Portrait of the author by André Lhote. Paris, Société des Médecins bibliophiles, 1930.
In-12 : marbled paper boards à la Bradel, green morocco title page, entirely untrimmed, cover and spine preserved (Alfred Farez).
First edition: it is decorated with a portrait of the author by André Lhote reproduced in the frontispiece.
Numbered copy on vellum tinted from Rives.
Amusing autograph letter signed on the frontispiece portrait: to Paul Eluard, if he wants to give me eyes.
21.3.1942 Jean Paulhan
In fact, Paulhan's eyes in the drawing appear to be blind.
Three signed autograph letters from Jean Paulhan to Paul Eluard are enclosed, including an important one on the maintenance of the Nouvelle Revue française during the Occupation.
The three letters were written during 1943 (envelopes retained for each; 27 January, 24 March and 5 November).
The most important is the first one, in which Paulhan justifies the permission he granted to some friends to collaborate with the NRF:
It would have been pretentious and a bit ridiculous to refuse them this permission, which they wanted to have. I gave it to them, as quickly as possible.
Among them were Marcel Jouhandeau, Marcel Arland and - it would not be accurate to call him my friend - Jacques Chardonne.
In my place, would you have refused? I have often wondered what would have happened if I had.
On the other hand, I have never lost contact with Drieu and Jouhandeau. I always told them very clearly what I thought of their articles. (And it was by supporting his denunciation with a letter from me to Marcel J. that Caryathis later wanted to have me arrested.)
No, you would not have refused, since at that time you were collaborating - as were Gide and Valéry, as Mauriac declared himself ready to do - in the review.
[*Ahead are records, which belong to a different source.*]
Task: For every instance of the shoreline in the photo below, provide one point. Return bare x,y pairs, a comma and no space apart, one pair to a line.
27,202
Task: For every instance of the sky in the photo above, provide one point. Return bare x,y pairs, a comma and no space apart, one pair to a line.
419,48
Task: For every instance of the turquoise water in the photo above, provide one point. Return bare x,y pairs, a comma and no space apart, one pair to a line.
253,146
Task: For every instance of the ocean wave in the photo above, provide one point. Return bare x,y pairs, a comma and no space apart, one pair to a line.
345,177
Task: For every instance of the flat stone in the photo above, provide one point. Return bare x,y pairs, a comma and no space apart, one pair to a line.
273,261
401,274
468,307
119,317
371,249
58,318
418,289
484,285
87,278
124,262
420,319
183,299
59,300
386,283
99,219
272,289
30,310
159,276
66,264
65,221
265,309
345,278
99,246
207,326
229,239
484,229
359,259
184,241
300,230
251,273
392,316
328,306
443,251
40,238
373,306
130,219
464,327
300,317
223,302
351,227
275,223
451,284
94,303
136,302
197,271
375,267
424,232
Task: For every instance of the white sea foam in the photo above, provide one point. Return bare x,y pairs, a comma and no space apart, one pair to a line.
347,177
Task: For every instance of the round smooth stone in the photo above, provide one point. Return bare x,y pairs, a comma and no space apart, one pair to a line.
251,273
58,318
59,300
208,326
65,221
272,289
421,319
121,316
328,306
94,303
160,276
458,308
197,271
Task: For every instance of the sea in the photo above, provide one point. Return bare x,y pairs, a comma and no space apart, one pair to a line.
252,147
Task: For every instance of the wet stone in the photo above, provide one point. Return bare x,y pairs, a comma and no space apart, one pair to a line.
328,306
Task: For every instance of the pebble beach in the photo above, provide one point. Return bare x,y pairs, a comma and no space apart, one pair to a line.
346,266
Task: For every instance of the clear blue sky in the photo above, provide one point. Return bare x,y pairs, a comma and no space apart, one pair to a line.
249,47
You changed afterwards, like them - but not, I think, for the same reason. For Gide and Valéry, it must have been the protests of their friends; for you, Russia's entry into the war.
That's where I vaguely fear that we'll part one day. I am against the A's even if they become C's. Perhaps you are for the C's even if they became Germans.
But I embrace you. We came back from your place all warmed up.
Paul Eluard's commitment to communism is obviously the breaking point: Paulhan remains anti-German, even if the Germans became communists.
In this letter are the beginnings of the Letter to the Directors of the Resistance.